Both George and Eugene paused mid-step.
They turned slowly, glancing at each other with a mix of confusion and caution before they began to walk back toward the van.
Their footsteps were hesitant, almost wary, like men returning to the den of a predator who hadn't quite decided whether to feed them or let them live.
When they reached earshot, George asked respectfully, "Yes, Sir Vonjo?"
Vonjo hesitated, eyes narrowing as he tried to frame his thoughts.
He needed something—anything—to tie him closer to the story, to keep the bullet comments flowing.
A hobby, the system had said.
Something badass.
Something that would keep the narrative spotlight lingering on him, even when he was away from the protagonist.
Finally, he leaned his elbow out the window, looking uncharacteristically casual. "Do you know anything around here… something nearby… that could make me a lot of money fast?"
George blinked. "Money, sir? Didn't you… uh… take all the money from your brother and his underlings?"
Vonjo felt a pang of guilt, which he masked poorly with a wry, almost sheepish expression. "Well… yeah. But you know… I need something to… kill time."
George tilted his head, thinking. "Kill time…?" Then his eyes lit with a spark of understanding—or so he thought. "Oh! You mean… like gambling?"
The word hung in the air. Vonjo's shoulders slumped slightly, and he let out a small sigh of defeat. "…Yeah. Something like that. A hobby."
George nodded slowly, then leaned closer to explain in meticulous detail.
"Well, sir… there are a few dens nearby, though you have to be careful. First, there's the East Hollow Market—if you take the van two blocks north, turn left past the lantern alley with the cracked tiger sign, you'll find a narrow street that dips under an old aqueduct.

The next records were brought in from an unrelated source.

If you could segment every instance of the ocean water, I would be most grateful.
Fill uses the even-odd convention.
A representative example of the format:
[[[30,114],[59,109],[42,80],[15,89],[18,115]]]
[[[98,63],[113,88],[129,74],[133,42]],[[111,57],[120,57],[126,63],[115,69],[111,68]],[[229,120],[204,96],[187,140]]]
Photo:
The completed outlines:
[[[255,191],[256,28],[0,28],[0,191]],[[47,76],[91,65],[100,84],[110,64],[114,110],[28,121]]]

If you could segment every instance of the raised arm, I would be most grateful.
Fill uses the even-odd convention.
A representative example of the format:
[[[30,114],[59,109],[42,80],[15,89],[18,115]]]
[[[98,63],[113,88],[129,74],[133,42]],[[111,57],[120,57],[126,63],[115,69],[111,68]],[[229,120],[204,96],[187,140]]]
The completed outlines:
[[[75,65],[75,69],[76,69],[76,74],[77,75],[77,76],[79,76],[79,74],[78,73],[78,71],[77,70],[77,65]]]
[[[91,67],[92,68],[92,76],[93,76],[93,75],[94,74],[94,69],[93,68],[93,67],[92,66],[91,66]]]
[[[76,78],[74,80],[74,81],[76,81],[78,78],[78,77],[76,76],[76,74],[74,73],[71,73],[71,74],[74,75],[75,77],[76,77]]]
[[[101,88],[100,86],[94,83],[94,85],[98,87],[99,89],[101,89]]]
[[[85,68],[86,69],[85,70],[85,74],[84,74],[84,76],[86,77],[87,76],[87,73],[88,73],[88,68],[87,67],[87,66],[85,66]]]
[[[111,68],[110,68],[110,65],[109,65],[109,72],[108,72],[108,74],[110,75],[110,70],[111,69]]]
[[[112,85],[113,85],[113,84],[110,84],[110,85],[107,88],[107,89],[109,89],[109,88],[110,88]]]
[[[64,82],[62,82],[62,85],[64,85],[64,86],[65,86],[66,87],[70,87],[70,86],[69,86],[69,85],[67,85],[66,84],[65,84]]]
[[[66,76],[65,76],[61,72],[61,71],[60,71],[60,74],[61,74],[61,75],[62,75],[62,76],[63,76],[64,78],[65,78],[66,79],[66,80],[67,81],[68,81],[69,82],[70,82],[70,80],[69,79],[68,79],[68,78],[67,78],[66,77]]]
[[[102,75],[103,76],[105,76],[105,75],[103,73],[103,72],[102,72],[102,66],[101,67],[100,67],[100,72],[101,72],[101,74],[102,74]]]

"Beneath that, there's a hidden entrance marked only by a flickering green lamp. That's the first gambling den. Mostly card games and dice, low stakes. Then, if you head west, past the river docks, there's the Night Whale's Den. Higher stakes, rougher crowd.
"Some of the players there are ex-Sorcerers who lost their fallen curse energy and are looking to win back their pride. And finally, if you want truly big money, there's a roving den that sets up in the abandoned subway tunnels beneath the southern district. They change location every week to avoid the city enforcers."
Vonjo listened, nodding occasionally, storing the details away.
The explanation went on and on, with George describing secret knocks, password phrases, and even how to avoid the drunken pickpockets lingering around the entrances.
Gambling, huh… Vonjo mused internally. Is that badass enough?
He leaned back in his seat, thinking hard. Well, gambling carries risk… maybe it shows fearlessness. The tension, the stakes, the thrill of betting everything on a single move… hmm… but is that really impressive?
He imagined himself sitting at a table surrounded by nervous sorcerers and criminals, flipping dice lazily as fortunes changed hands. Then he imagined the bullet comments, thinking about his hobby. What would they think?
They'd probably look something like this:
HighRoller: "Vonjo gambling? Mid-tier entertainment."
GlazerSupreme: "Cool but not peak badass. He's just… chilling."
StoryWatcher: "No combat, no flex… kinda meh."